Shortly after dawn on the third day following the incident at the wire.

Tommy Hart was slowly awakening from another sleep rich in dreams when the high-pitched and shrill sounds of whistles once again catapulted him into alertness. The noise erased a strange dream-vision in which his girlfriend Lydia and the dead captain from West Texas were sitting on the small front porch of his parents' white clapboard house in Manchester in side-by-side rocking chairs, each beckoning to him to join them.

He heard one of the other men in the room mutter: "Christ, what is it this time? Another tunnel?"

A second voice replied as the slapping sound of feet hitting the wooden floors filled the air: "Maybe it's an air raid."

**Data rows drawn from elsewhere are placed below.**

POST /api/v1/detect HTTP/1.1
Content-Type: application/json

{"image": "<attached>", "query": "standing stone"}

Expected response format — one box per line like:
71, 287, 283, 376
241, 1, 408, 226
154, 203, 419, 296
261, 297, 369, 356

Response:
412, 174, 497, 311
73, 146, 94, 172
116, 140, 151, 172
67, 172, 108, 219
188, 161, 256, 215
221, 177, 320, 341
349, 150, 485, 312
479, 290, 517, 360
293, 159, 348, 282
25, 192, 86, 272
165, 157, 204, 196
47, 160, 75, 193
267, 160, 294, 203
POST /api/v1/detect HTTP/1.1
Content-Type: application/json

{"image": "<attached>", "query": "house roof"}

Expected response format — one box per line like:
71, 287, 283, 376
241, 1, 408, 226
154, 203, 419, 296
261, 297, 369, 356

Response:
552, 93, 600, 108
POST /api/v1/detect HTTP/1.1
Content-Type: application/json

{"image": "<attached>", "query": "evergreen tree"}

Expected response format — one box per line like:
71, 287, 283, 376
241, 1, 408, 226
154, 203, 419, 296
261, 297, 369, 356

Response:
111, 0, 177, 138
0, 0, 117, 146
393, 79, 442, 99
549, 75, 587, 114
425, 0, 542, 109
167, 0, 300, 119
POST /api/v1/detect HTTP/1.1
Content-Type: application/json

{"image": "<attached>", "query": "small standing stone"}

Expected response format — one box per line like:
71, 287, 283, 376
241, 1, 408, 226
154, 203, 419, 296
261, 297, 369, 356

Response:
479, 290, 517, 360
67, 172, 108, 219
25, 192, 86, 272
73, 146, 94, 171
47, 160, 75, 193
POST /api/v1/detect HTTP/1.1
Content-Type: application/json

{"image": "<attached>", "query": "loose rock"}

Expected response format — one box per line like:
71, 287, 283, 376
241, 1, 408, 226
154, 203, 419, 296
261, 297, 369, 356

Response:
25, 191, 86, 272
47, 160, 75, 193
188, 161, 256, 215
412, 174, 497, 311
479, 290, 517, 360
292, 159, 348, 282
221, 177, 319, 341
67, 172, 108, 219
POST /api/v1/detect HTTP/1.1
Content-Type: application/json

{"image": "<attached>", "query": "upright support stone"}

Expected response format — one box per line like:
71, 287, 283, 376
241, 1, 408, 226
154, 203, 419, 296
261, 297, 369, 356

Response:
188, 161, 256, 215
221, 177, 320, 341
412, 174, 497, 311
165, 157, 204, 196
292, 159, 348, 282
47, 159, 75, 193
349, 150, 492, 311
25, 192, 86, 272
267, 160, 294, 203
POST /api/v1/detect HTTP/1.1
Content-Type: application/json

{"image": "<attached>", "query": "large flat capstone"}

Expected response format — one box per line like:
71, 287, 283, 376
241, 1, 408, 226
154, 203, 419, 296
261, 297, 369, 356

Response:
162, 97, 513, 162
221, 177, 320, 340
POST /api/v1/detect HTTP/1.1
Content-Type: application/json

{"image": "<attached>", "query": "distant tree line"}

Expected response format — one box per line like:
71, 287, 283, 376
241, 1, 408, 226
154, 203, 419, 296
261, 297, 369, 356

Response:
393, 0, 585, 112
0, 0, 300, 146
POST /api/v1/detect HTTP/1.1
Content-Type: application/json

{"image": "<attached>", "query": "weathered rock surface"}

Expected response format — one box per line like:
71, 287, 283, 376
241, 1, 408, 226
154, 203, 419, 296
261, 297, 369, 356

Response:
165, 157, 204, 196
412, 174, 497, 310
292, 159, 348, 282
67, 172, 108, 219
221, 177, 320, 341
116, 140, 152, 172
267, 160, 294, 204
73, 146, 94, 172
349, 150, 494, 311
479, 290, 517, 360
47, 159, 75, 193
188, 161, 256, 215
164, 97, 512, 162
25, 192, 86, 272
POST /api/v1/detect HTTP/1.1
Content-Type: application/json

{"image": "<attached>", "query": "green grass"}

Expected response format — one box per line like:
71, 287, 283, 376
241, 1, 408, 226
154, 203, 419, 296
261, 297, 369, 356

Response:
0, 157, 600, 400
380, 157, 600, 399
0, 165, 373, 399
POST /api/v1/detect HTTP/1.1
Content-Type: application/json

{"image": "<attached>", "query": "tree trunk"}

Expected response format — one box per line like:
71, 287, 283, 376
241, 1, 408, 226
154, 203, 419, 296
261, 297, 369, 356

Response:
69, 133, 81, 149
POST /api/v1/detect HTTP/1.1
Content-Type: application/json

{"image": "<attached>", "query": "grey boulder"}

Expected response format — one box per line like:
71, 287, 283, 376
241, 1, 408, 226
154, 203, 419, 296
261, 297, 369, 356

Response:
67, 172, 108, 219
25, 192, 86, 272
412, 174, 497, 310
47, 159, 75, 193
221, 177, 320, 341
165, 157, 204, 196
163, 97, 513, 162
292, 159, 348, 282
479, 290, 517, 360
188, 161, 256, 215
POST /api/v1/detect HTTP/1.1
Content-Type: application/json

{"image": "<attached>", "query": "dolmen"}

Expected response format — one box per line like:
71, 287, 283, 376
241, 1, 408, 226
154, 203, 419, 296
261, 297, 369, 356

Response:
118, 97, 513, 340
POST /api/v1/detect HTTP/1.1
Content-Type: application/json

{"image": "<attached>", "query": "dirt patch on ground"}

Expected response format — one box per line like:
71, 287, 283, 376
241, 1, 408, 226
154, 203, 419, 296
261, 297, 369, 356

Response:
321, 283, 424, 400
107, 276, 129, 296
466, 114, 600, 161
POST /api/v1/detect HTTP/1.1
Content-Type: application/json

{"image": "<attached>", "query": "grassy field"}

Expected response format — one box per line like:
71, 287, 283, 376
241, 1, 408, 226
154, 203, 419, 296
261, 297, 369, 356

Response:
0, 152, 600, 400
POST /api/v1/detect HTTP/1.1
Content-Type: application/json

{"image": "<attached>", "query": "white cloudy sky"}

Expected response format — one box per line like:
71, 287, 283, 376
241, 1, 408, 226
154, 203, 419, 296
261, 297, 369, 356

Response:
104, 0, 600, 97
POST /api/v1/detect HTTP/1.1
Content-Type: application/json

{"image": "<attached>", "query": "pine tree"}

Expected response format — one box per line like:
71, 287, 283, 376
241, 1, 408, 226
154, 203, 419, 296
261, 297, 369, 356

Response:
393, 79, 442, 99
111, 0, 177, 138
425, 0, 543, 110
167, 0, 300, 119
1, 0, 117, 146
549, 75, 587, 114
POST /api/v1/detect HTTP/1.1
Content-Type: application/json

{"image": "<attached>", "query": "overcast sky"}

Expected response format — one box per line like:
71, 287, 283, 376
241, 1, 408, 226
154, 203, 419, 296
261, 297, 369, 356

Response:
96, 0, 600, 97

A third voice chimed m: "Can't be. No sirens. Gotta be another tunnel, goddamn it! I didn't know they were digging another tunnel."

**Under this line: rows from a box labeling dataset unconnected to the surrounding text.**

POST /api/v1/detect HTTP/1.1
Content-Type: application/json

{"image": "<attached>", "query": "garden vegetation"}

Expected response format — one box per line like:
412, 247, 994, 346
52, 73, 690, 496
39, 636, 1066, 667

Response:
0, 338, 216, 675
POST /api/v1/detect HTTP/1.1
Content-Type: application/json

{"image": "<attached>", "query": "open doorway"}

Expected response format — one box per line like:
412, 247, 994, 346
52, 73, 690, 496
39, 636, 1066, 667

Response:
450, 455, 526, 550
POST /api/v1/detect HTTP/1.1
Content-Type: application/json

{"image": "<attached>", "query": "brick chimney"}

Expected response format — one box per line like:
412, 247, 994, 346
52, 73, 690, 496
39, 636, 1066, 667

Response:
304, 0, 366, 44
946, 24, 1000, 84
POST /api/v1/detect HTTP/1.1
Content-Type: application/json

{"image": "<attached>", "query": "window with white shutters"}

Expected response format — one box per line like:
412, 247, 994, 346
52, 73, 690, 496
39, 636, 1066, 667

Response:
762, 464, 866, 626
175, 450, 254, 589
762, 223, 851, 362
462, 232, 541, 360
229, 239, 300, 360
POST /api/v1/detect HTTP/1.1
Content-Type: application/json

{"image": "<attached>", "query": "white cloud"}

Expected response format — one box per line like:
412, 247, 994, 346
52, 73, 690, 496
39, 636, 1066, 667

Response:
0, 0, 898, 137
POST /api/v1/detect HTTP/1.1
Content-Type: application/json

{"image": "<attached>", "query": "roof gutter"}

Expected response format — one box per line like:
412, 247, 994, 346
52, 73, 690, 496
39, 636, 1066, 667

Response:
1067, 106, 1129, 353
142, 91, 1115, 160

Tommy pulled on his pants and blurted out, "We're not supposed to know.

We're never supposed to know. Only the tunnel kings and the escape planners are supposed to know. Is it raining?"

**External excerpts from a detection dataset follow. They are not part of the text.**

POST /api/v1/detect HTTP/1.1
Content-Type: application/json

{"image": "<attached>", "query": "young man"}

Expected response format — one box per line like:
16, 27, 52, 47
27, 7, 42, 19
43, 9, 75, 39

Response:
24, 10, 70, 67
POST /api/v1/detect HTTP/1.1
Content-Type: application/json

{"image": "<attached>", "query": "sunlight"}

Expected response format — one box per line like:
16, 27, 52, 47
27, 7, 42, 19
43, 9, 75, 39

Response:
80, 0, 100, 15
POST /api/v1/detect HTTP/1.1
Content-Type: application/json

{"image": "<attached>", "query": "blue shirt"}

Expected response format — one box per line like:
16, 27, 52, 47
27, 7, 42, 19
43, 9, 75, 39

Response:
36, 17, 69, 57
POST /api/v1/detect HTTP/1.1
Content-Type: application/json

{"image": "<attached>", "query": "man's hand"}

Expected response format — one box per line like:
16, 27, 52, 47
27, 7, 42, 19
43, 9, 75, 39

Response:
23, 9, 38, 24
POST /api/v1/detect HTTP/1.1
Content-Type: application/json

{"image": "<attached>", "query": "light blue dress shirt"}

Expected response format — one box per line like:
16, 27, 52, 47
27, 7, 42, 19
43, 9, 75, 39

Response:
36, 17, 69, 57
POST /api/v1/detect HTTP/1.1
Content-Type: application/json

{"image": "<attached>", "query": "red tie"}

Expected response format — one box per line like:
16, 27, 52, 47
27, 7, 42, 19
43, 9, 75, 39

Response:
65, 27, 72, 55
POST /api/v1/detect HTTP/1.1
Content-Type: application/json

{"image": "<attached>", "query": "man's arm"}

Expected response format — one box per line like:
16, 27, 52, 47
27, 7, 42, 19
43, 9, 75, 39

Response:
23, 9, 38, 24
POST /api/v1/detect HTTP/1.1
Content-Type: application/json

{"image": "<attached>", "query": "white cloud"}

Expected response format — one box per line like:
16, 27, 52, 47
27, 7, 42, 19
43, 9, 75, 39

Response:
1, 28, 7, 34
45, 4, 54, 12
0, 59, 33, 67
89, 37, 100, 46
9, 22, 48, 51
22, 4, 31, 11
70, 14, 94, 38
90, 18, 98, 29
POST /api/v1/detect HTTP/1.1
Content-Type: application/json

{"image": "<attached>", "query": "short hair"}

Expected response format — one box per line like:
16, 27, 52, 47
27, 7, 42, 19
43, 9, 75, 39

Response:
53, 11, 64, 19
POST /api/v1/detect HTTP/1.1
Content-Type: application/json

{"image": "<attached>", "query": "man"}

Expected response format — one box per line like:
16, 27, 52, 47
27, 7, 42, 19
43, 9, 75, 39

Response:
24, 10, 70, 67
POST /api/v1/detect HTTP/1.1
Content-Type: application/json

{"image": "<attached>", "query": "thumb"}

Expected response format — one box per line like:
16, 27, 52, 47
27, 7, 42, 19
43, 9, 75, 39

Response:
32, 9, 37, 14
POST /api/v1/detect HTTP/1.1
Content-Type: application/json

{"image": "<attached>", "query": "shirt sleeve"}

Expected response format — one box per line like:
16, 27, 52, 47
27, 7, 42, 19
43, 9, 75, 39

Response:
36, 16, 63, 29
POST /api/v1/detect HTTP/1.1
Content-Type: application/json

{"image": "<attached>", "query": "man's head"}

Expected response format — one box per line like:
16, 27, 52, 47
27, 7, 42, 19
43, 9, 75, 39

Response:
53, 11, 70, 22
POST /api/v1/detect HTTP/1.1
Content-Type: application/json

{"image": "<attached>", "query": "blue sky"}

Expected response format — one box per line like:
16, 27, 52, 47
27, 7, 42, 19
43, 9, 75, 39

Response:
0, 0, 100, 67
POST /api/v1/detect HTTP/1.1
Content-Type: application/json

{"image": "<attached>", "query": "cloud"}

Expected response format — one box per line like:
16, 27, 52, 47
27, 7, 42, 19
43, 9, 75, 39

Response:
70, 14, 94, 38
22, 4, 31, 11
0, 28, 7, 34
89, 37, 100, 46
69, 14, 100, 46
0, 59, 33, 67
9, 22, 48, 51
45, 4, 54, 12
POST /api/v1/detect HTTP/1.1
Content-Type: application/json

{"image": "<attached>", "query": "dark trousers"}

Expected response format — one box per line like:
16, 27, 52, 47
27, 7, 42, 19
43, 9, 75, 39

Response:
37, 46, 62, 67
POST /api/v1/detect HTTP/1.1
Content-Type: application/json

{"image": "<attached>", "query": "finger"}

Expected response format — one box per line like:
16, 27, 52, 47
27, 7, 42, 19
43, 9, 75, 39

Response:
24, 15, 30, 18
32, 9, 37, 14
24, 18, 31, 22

One of the other men pulled back the shutters over the window.

"Drizzling. Shit. Cold and wet."

The man at the window turned back to the rest of the crew in the bunk room and added with a small lilt to his voice, "They can't expect us to fly in this soup!"

This statement was immediately greeted by the usual mixture of laughter, groans, and catcalls.

From the bunk above him. Tommy heard a fighter pilot wonder out loud, "Maybe somebody tried to blitz out through the wire. Maybe that's what's going on."

One of the first voices replied with a sarcastic snort: "That's all you fighter jocks ever think: That somebody's gonna blitz out on their own."

"We're just independent thinkers," the fighter pilot replied, giving the other man a halfhearted, playful wave. Several of the other fliers laughed.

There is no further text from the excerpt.